In June of 1782, the Continental Congress selected the bald eagle as the emblem of our nation and made it the central figure of the United States of America. At that time, Benjamin Franklin remarked that no bird with such bad habits should represent the country. William Bartram described the bald eagle, in his diaries of April 1773, as an “execrable tyrant who supports his assumed dignity and grandeur by rapine and violence, extorting unreasonable tribute and subsidy from all the feathered nations.” In other words, the eagle is not popular in birdland.

There are still some who question the choice of a notorious predator and sometime-felon with perpetual bad breath as our representative. Actually, considering the shenanigans of some politicians since Ben’s time, the eagle seems an appropriate choice.

Ironically, they who bestowed the honor failed to create laws to protect the eagle. Not until the latter part of the past century was such protection provided, albeit inadequately: There are loopholes, called variances, that allow the powers-that-be to overrun his habitat almost at will. Thus, even though the eagle has rebounded, the national bird is said only to have “stabilized — probably plateaued” here in our region.

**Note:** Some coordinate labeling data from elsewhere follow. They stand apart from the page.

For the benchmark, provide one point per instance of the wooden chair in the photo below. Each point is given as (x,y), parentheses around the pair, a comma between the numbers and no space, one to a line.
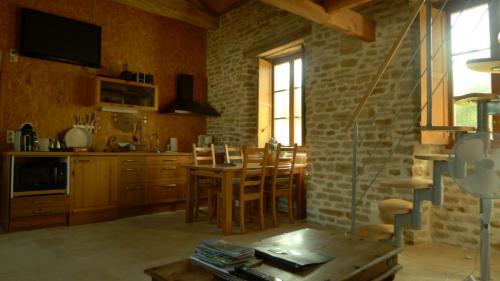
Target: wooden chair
(233,154)
(251,184)
(205,156)
(281,181)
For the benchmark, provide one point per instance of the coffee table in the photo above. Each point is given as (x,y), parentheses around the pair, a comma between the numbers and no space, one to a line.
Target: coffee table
(354,260)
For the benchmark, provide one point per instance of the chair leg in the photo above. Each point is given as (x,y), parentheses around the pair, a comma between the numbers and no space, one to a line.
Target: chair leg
(242,216)
(196,198)
(290,206)
(219,210)
(261,213)
(210,203)
(273,209)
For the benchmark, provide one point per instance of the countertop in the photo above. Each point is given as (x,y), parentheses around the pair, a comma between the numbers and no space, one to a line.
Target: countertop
(68,153)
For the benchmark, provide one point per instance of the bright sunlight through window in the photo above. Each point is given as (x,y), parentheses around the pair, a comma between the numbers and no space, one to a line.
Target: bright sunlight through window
(470,39)
(287,102)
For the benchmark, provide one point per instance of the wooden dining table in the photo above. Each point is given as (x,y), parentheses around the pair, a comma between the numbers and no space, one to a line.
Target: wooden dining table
(226,175)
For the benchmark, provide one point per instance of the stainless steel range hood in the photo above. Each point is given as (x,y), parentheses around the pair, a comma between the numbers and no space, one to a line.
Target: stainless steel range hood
(184,103)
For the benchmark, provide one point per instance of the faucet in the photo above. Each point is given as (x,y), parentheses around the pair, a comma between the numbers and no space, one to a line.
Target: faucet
(155,147)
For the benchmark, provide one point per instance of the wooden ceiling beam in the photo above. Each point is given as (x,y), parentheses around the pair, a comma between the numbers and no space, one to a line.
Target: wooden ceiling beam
(343,20)
(335,5)
(177,9)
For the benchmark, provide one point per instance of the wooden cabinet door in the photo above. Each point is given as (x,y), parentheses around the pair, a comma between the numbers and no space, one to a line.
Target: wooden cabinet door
(93,183)
(166,179)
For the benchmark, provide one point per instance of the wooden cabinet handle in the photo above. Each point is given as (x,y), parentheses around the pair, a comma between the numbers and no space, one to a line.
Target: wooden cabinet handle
(41,212)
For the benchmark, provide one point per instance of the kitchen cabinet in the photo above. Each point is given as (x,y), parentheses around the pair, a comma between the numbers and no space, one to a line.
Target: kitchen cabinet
(93,189)
(166,179)
(126,94)
(102,186)
(131,181)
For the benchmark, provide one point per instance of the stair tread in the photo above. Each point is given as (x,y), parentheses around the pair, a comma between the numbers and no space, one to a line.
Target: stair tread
(433,157)
(411,182)
(374,232)
(395,206)
(475,97)
(448,128)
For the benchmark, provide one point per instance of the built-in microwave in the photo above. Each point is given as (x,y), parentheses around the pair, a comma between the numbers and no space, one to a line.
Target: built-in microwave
(39,175)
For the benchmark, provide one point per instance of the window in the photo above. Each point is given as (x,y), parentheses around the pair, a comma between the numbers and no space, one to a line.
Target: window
(281,95)
(459,34)
(287,100)
(470,39)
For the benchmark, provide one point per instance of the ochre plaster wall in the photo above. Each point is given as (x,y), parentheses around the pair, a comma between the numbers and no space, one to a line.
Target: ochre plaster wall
(49,94)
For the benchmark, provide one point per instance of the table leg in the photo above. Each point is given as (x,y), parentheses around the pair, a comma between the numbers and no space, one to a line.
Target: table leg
(189,196)
(300,194)
(227,203)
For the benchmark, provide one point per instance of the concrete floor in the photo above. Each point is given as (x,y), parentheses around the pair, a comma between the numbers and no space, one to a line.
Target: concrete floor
(122,249)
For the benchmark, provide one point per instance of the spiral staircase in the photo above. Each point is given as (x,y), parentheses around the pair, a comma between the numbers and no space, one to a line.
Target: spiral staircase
(398,214)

In the 1970s, when we thought his kind might expire, there was some discussion of a successor. Who would carry Jupiter’s thunderbolts in his stead? The popular dove, long a cliché for love and peace, is a hypocrite, said to be quite vicious beneath its perfectly groomed plumage. A blue jay is all bluff and empty rhetoric. The raven is majestic and articulate but is said to consort with seers.

Thus the eagle remains on the seal regardless of an occasional lapse of morals. But what the heck, everyone does it. Right?

When I came to live here on the Chesapeake, 20 years ago, sightings of eagles were few. Old-timers who had seen them waddling about the beach, or clomping about on residential rooftops munching on an enormous fish entertained us with such droll tales.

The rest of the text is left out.